Jay-Z Is Not A Spokesperson For Black Fathers
A New York Daily News piece from writer Joanna Molloy released Friday (January 20) morning erroneously regards Jay-Z’s ode to his daughter Blue Ivy, “Glory,” as an “anthem” to fatherhood, exalting the rapper for expressing joy about the birth of his child via song. In no way, shape or form does the song serve as an instructional guide to fathers—especially African-American fathers, as Molloy alleges in ham-handed fashion.
The Daily News is seemingly proud to be out of touch with reality by tweeting Molloy’s story as a true fact.
“A lot of other babies are going to benefit. Because Jay-Z’s ecstatic reaction to being a dad will be the strongest boost yet to a growing movement in the black community encouraging responsible fatherhood,” writes Molloy in reaction to “Glory” —asserting that Jay-Z is now the spokesperson for Black fathers all of a sudden. Molloy, and other writers, are making much more out of this song than needs to be.
Nowhere in the song is it heard that Jay is instructing dads on how to do what all fathers should naturally do, which is raise their child lovingly. In fact, he speaks of spoiling his child when she becomes a toddler, a cute thought but not the reality for many fathers and young couples struggling in an unforgiving economic climate. This is not to say that there isn’t a happy moment on the track. Mr. Carter is in full proud daddy mode throughout the Pharell Williams-produced number.
As a fan of Shawn “Jay-Z” Carter’s work over the years, I’ve been subjected to his tales of living lavishly, bedding women and spending countless amounts of cash at a whim as a freewheeling bachelor. Now as a married father alongside R&B diva wife Beyoncé, are we to assume Jay-Z is suddenly the go-to guy for all things fatherhood and marriage related? That would be absurd and anyone with good sense knows this. Do we expect Jay-Z to tailor his message differently, even though it was rumored (and eventually disproven) that he was going to change his tune because of Blue Ivy’s birth?

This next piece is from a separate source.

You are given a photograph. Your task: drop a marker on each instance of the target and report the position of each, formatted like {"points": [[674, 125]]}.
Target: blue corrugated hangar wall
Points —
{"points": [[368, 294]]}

As reported in the Daily News, single parents, mothers typically, raise 72 percent of black kids according to government statistics. Those of us who grew up in predominantly African-American communities won’t argue the fact that single moms are in high number in those neighborhoods. But for Molloy to say that Black men will all of sudden get off their collective deadbeat behinds because of a saccharine rap song is irresponsible and incorrect.
What black men, and all fathers-to-be, need are tangible examples of fatherhood. There are vast networks of community groups and organizations devoted to connecting fathers to the actual responsibility of fatherhood. Church leaders and the like need to open their doors and be the beacons they should be for fathers who don’t know how to operate as such.
Molloy treats Jay-Z’s joy like it were one of his business properties or an album release, as if Hov is suddenly packaging fatherhood to peddle to the masses as he once did with drugs before his rap career took off. Instead of treating “Glory” as a call to fathers in the Black community, dads should look to leadership far more relatable than a rapper who never once told anyone how to be a parent. Jay-Z is just learning the lessons of fatherhood himself.